As luck would have it, the opposition has been divided viz a viz ‘demonetization’. While some outrightly rejected and debunked the initiative terming it ‘anti-poor’ and ‘anti-middle’ class, some others while heaping praises on demonetization per say, blame the government for poor and inefficient implementation. A born and a gifted orator, PM Modi silences his critics by simply articulating that the real problem is not the good or the poorly executed implementation of demonetization, but the fact that his government gave no leeway or time to the black money hoarders to transfer and exchange their disproportionate and undisclosed funds. The central government on its part, have advised bank officials to work relentlessly, and to ensure smooth coordination in the larger interest of public welfare.

If the demonetization initiative of the government has been the biggest newsbreak of year 2106 till date, the myriad dastardly terror and the militant attacks too have created no less impact. With an eye on putting brakes on the rising incidents of militant attacks and cross border terrorism, it had become imperative for the government to undertake something as phenomenal and unprecedented such as “Demonetization”.

The move was all the more essential as counterfeit currency has perpetually been posing grave danger to the well-being of the innocent citizens. With clear evidences of counterfeit Indian currency flowing in from Pakistan, Nepal and Bangladesh, it was time to put an end to this serious peril once and for all.
It is impudent to imagine and believe that any big move in a democratic set up as big as India’s would have no implications on the lives of the ordinary man. Thus, on the expected lines, in the aftermath of ‘Demonetization’ what ensued were serpentine queues of citizens outside banks and ATMs all lined up to withdraw money, or deposit their old Rs 500 and Rs 1000 denomination notes.
However as someone aptly quipped, “Desh ko badalna hai, to thodi takleef to uthaani padegi!!

The role of some Media houses has been criticized for portraying one aspect of the situation, and showing only the long queues and the anguish of the common man.
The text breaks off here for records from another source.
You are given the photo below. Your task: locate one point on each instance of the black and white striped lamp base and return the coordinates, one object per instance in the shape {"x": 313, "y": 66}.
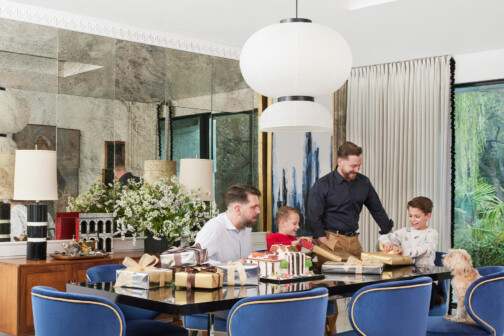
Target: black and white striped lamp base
{"x": 4, "y": 222}
{"x": 36, "y": 231}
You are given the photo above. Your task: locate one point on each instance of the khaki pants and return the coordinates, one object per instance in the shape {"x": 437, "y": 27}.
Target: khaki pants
{"x": 344, "y": 245}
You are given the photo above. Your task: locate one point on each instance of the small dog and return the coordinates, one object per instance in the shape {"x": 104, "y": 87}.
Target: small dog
{"x": 459, "y": 262}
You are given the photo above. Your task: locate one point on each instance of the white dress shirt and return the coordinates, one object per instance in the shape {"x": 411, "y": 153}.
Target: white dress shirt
{"x": 223, "y": 241}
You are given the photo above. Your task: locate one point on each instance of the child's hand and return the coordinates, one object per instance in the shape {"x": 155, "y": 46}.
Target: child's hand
{"x": 398, "y": 250}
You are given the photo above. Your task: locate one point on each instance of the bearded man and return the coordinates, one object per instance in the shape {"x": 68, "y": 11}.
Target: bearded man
{"x": 227, "y": 236}
{"x": 335, "y": 203}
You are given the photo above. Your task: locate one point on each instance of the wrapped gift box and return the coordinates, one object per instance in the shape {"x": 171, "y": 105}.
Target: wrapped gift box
{"x": 235, "y": 292}
{"x": 197, "y": 296}
{"x": 157, "y": 294}
{"x": 386, "y": 258}
{"x": 184, "y": 256}
{"x": 270, "y": 288}
{"x": 391, "y": 272}
{"x": 199, "y": 277}
{"x": 149, "y": 277}
{"x": 352, "y": 278}
{"x": 341, "y": 267}
{"x": 237, "y": 274}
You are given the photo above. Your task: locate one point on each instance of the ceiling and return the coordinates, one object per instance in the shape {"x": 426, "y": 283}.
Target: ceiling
{"x": 395, "y": 31}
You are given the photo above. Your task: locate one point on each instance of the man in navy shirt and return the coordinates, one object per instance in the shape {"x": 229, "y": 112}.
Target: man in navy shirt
{"x": 335, "y": 203}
In all fairness, the positives of the ‘demonetization’ move too need to be highlighted and brought to the knowledge of the general public. Just like the two aspects of the same coin, the positives and the pluses of demonetization too need to be projected and highlighted before the masses.
Thank God that there is the ‘Social Media’ at the end of the day, as it does a world of good in such cases by highlighting the lacunas and stating the facts before the masses. On a comparative note, the social media for the ‘statistics’, has been highly appreciative of the demonetization move.

‘Demonetization’ happening in India is a watershed moment as it signifies a tectonic shift from a ‘corrupt’ era to a being a more ‘transparent’ one. We are all moving towards a digital cashless era which promises not just more ease, but all the more accountability in society and day to day life. The daily wage workers and the small traders need to quickly embrace the ‘digital mode’ of payment with both arms in order to catch pace with changing times. The time has come to shift gears from a cash-less era to a cashless digital phase. As for Modi’s ‘demonetization’ move, it was unsparing all the way, as it managed to stole the thunder from even the world’s most followed US Presidential elections. I am in absolute concurrence with the fact that this measure undertaken by the government is incontestably the biggest reform since Independence.
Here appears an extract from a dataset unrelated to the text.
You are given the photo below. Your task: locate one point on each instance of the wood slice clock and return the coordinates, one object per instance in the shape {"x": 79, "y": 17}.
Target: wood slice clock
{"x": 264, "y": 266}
The opposition needs to be brought on board, and told how this step would play a crucial role in reviving the golden bygone era when India was referred to as the “Sone Ki Chidiya”, and one US Dollar valued at par with one Indian Rupee.

Albeit the “Demonetization to Remonetization” phase might consume a lot of time, we as citizens, must not remain oblivious of the fact that the landmark step undertaken by the Government of India will do a great deal of good in instilling an incessant element of fear and insecurity among the habitual black money amassers. The biggest impact of demonetization would be in drastically reducing the incidents of tax evasion and ushering in a phase of more transparency with more and more number of choosing to disclose their actual wealth and assets before the taxmen!!